At the time, IBC was mainly managed by future prime minister Thaksin Shinawatra as part of Shinawatra Computer and Communications, later to become InTouch Holdings.

"At IBC, I learned much about both the TV business and telecommunications," Mr Anant says.

He got into the satellite business when he was tasked with negotiating an agreement with the governments of Laos and Cambodia for now-defunct Shin International.

"With Laos, the group operated a free TV business via wholly owned IBC Lao, and for the telecom business through Lao Telecommunications, the Lao government allowed the group via Shin International to hold a 49% stake worth 40 million US dollars," Mr Anant says. "In Cambodia, the group operated free TV through IBC Cambodia, which was wholly owned by Shin International. However, IBC Lao and IBC Cambodia were closed after three years in operation due to the impractical business ecosystem of the markets, as well as some political issues."

Mr Anant began working at Thaicom in 1997 as general manager for CS Satellite Phone, a joint venture that was 51% held by Shin Satellite (the former name of Thaicom) and 49% by CAT Telecom.

"The satellite phone was called ICO, in collaboration with CAT Telecom, which held the international rights for providing service at that time," he says. "However, the ICO project ended because it was too expensive for project investment, the retail price and its airtime package."

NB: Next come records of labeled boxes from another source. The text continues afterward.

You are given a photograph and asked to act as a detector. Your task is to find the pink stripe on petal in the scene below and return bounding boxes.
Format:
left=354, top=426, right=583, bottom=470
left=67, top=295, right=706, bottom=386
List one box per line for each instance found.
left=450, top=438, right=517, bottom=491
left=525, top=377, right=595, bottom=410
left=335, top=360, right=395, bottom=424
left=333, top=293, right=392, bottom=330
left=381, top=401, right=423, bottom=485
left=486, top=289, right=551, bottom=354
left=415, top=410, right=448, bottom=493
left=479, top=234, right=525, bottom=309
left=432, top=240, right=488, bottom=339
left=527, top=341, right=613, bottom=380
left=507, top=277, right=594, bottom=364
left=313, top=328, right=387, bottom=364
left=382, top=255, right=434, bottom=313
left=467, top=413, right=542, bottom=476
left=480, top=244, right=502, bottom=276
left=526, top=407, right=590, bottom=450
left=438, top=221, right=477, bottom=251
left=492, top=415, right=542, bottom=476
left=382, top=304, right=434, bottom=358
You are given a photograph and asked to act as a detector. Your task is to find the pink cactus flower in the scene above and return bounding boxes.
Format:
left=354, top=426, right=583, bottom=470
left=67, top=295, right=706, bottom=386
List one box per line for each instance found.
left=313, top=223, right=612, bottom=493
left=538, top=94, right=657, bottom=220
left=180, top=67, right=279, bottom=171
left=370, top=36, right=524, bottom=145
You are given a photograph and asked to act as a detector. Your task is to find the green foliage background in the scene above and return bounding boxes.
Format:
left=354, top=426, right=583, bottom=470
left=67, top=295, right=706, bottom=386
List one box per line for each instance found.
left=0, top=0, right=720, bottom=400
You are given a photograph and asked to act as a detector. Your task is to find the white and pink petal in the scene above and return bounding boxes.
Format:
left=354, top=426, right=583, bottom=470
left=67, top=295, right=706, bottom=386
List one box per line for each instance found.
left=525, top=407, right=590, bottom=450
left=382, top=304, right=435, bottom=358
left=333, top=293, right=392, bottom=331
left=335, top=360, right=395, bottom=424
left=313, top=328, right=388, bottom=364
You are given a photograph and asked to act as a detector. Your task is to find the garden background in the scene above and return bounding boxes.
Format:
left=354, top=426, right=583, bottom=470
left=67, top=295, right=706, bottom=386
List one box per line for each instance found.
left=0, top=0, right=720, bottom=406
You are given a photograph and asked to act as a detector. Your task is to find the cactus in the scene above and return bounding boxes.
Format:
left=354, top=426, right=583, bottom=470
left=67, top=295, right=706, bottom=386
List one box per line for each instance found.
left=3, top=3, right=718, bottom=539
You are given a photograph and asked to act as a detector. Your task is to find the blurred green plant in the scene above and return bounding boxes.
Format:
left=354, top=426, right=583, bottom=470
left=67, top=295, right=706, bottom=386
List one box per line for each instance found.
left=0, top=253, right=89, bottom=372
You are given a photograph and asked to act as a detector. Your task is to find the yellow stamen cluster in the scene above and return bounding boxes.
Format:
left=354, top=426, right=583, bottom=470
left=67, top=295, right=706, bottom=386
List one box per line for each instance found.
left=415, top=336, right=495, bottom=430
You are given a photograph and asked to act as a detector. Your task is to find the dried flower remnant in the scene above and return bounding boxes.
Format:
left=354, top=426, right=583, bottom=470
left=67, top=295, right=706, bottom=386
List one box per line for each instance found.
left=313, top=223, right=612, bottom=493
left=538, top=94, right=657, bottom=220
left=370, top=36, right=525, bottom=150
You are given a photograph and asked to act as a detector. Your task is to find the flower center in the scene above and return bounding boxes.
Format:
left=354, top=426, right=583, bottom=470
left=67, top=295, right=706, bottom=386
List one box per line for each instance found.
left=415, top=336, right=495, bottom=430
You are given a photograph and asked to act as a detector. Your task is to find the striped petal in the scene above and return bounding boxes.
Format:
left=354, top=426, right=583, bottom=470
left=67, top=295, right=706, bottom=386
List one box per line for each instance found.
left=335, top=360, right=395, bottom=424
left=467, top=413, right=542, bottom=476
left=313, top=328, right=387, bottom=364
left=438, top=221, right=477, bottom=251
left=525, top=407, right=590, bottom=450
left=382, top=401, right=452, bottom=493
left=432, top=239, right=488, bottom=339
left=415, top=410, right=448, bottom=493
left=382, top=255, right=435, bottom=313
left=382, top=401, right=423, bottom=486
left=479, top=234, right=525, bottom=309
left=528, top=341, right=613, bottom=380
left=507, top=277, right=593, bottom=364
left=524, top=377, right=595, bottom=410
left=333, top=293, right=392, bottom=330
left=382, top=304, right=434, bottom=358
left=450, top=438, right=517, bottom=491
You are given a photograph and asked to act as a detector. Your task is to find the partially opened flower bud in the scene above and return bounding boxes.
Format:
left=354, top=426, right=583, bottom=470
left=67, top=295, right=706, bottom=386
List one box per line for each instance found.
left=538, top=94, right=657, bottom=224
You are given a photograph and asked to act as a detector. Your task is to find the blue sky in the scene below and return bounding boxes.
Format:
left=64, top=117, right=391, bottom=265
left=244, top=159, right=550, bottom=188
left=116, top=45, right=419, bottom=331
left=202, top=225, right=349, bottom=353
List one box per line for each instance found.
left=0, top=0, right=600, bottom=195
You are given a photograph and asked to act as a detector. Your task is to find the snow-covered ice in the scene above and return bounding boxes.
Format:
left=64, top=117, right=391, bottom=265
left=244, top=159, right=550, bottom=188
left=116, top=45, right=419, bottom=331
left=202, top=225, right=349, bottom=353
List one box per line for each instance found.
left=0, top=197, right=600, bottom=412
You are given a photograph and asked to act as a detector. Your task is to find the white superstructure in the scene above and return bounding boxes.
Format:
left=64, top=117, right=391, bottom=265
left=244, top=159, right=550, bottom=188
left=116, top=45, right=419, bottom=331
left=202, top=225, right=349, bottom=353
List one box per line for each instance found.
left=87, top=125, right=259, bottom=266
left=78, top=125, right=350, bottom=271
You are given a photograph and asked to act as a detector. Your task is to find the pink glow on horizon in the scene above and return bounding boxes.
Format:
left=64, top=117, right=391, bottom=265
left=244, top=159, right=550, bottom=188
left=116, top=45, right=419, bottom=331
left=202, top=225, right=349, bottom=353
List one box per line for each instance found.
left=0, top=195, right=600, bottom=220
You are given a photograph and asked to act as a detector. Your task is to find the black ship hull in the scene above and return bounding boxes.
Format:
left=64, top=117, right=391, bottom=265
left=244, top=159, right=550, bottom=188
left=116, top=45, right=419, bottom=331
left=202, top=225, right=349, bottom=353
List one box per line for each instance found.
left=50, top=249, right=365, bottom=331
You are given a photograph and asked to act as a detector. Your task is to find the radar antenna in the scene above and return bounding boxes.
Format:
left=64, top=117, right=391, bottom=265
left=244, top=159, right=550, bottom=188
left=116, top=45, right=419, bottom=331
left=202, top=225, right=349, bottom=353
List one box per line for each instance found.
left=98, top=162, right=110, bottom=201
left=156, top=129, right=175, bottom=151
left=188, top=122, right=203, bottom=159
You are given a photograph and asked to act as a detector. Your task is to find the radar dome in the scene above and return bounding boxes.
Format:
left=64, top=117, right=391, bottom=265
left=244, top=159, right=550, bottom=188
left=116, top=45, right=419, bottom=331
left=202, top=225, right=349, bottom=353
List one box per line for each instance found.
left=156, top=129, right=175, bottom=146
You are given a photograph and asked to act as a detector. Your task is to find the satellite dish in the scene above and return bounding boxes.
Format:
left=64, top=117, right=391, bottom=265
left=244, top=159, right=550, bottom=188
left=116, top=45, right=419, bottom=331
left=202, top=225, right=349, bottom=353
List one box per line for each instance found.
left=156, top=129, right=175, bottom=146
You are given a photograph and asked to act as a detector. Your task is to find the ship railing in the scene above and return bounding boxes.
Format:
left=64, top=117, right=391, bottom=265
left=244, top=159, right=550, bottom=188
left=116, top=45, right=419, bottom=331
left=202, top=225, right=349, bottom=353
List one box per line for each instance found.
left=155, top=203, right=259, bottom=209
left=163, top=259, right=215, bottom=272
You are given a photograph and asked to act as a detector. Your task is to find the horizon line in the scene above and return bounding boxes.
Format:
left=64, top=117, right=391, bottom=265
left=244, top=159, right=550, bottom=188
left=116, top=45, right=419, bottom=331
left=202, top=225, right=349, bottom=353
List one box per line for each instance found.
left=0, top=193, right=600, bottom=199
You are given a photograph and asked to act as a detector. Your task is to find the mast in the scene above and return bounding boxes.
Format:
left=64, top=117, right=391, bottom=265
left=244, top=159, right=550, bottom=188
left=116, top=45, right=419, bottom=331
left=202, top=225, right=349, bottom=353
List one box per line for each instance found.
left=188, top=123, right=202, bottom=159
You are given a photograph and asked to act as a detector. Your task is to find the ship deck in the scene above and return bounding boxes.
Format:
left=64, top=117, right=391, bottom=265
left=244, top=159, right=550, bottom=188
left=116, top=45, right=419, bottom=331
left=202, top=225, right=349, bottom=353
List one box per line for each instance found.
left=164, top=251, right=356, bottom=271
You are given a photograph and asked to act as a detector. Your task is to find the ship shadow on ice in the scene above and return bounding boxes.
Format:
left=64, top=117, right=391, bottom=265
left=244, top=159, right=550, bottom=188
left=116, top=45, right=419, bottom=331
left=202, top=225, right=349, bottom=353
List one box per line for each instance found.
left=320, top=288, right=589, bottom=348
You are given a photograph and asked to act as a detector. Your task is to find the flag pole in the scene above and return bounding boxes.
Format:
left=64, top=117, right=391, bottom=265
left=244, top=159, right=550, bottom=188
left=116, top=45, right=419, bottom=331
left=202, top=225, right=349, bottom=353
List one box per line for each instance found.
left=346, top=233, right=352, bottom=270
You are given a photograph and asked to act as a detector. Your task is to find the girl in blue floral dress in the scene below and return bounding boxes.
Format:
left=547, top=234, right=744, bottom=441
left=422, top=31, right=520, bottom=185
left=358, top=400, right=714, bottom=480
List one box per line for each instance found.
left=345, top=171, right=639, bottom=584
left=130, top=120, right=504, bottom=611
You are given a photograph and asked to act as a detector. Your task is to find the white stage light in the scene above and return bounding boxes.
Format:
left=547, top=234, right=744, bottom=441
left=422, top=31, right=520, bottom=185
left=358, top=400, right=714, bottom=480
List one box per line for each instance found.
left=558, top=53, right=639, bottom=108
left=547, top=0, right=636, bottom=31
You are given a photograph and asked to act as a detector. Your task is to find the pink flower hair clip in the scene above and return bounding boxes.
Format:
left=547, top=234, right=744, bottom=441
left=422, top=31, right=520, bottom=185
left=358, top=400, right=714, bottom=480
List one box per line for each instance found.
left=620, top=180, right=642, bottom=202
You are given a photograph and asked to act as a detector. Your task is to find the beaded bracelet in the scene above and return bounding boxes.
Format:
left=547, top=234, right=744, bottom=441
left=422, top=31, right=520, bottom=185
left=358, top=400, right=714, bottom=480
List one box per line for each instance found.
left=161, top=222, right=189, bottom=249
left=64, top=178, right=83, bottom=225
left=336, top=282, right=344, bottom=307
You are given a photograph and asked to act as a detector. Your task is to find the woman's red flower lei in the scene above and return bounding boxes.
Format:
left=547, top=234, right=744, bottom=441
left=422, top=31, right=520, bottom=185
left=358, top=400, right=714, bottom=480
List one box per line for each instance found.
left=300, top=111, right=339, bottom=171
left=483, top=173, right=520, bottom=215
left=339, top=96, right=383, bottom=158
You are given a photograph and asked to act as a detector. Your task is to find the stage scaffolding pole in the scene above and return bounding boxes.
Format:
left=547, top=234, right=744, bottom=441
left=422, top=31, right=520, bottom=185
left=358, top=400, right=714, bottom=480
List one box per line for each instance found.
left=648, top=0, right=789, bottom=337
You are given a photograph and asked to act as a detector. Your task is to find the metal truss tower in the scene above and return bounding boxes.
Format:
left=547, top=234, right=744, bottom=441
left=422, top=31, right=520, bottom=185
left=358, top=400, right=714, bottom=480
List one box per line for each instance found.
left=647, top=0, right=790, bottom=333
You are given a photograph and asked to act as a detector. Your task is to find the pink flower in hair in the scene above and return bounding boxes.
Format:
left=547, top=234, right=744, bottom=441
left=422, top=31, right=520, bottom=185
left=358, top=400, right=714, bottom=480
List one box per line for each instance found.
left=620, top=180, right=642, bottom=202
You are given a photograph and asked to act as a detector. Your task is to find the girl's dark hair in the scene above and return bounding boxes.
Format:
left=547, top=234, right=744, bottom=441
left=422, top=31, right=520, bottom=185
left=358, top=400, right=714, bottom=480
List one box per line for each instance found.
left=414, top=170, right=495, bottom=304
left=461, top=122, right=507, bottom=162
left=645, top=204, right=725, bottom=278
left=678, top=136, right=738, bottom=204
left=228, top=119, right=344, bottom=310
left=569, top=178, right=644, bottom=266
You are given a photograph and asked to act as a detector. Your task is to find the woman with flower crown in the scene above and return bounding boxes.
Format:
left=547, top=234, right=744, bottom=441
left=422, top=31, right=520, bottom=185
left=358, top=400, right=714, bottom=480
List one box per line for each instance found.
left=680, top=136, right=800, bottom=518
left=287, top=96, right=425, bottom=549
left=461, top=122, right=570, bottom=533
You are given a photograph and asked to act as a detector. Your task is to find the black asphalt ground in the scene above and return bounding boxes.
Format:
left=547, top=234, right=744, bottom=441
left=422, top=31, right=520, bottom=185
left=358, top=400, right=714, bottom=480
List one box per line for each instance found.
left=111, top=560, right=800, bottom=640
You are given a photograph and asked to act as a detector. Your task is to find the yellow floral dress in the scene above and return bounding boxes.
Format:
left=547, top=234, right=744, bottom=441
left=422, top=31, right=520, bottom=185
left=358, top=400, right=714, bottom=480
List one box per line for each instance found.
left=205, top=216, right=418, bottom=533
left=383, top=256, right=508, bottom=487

Mr Anant then started working for another joint venture of Thaicom and former executives of Loxley Group -- CS LoxInfo -- as deputy managing director in 1999, ultimately serving as chief executive from 2013 until last year.

"There were many challenges working in my fields for almost 30 years," he says. "I could say that I worked in fields that had no practical tech support as exists in the present time, especially internet connectivity and updated information. Even for the work in the beginning stages of CS LoxInfo, the body of knowledge for the internet was still very new and complicated. The company had to resolve unpredictable daily problems, as it was hacked for its usernames and passwords to sell on the black market."

Through it all, Mr Anant has developed a distinct philosophy on management.

"I have learned that we have to think outside the box to resolve problems that have grown in sophistication due to tougher business competition," he says. "More importantly, preparation for handling what will happen is critical for executives, through planning and prioritising, though it means you have to make accurate predictions, too."

But despite the many hats he wore in his career and the decisions he made, Mr Anant says he has no regrets.

"What would be better or worse for working life, nobody can give a precise answer," he says. "But we should respect what we select and enjoy what happens in the present time."